Selecting any other mode than those below will either stop the rover or can lead to undefined behavior.

Manual Mode

The Manual mode stops the rover when the RC control sticks are centred. To manually move/drive the vehicle you move the sticks outside of the centre.

Differential-steering Rover: When under manual control the throttle and roll sticks control the speed and yaw rate of the vehicle.

Ackermann Rover: When under manual control the throttle and roll sticks control the speed and steering angle of the vehicle.

Note that the rover does not attempt to maintain a specific orientation or compensate for external factors like slopes or uneven terrain! The user is responsible for making the necessary adjustments to the stick inputs to keep the rover on the desired course.

Acro Mode

INFO

Acro mode is only supported for differential-steering rovers.

Acro Mode is similar to Manual mode, but with closed-loop yaw rate control. In this mode, the left stick input remains open-loop for forward speed control, while the right stick input commands a desired yaw rate setpoint, which is then maintained by the rover's closed-loop control system.

• Left Stick:

  Behavior remains the same as in manual mode, directly controlling the rover's forward speed in an open-loop manner.

• Right Stick:

  • Centered: Rover stops rotating and tries to maintains its current heading.
  • Pushed left/right: Rover rotates counter-clockwise/clockwise at the rate commanded by the stick input, using a closed-loop controller (e.g., PID) to try to ensure the vehicle yaw rate matches the given setpoint.

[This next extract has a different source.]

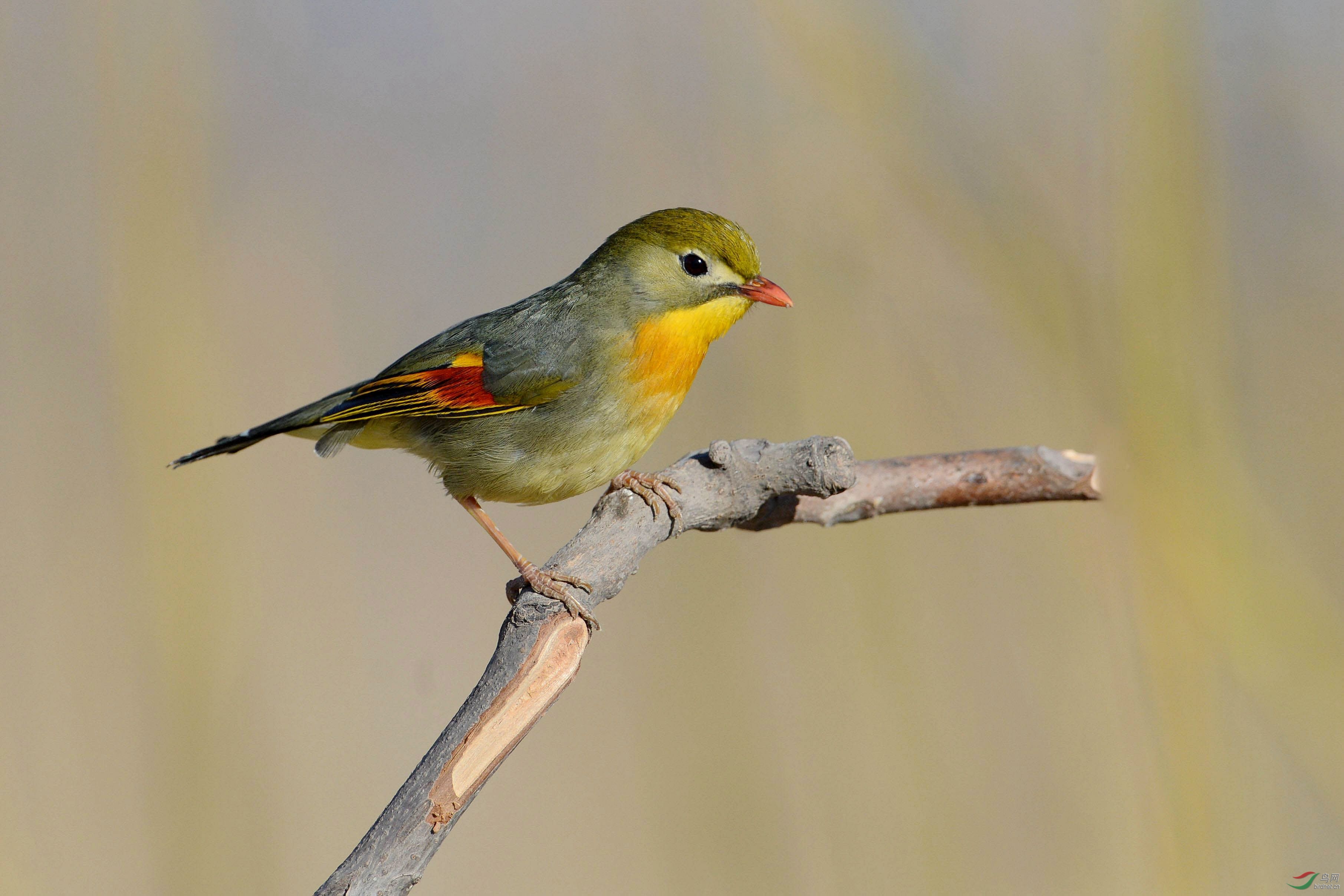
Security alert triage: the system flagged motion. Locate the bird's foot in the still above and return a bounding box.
[608,470,684,535]
[505,560,602,634]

See Tuning(basic) to go through the necessary setup to use acro mode for differential-steering rovers.

Mission Mode

Mission mode is an automatic mode that causes the vehicle to execute a predefined autonomous mission plan that has been uploaded to the flight controller. The mission is typically created and uploaded with a Ground Control Station (GCS) application, such as QGroundControl.

Mission commands

Following is the list of currently implemented and tested mission related commands:

QGC mission item	Command	Description
Mission start	MAV_CMD_MISSION_START	Starts the mission.
Waypoint	MAV_CMD_NAV_WAYPOINT	Navigate to waypoint.
Return to launch	MAV_CMD_NAV_RETURN_TO_LAUNCH	Return to the launch location.
Delay until	MAV_CMD_NAV_DELAY	The rover will stop for a specified amount of time.
Set launch location	MAV_CMD_DO_SET_HOME	Changes launch location to specified coordinates.
Jump to item	MAV_CMD_DO_JUMP (and other jump commands)	Jump to specified mission item.
Loiter (all)	MAV_CMD_NAV_LOITER_UNLIM (and other loiter commands)	This will simply stop the rover.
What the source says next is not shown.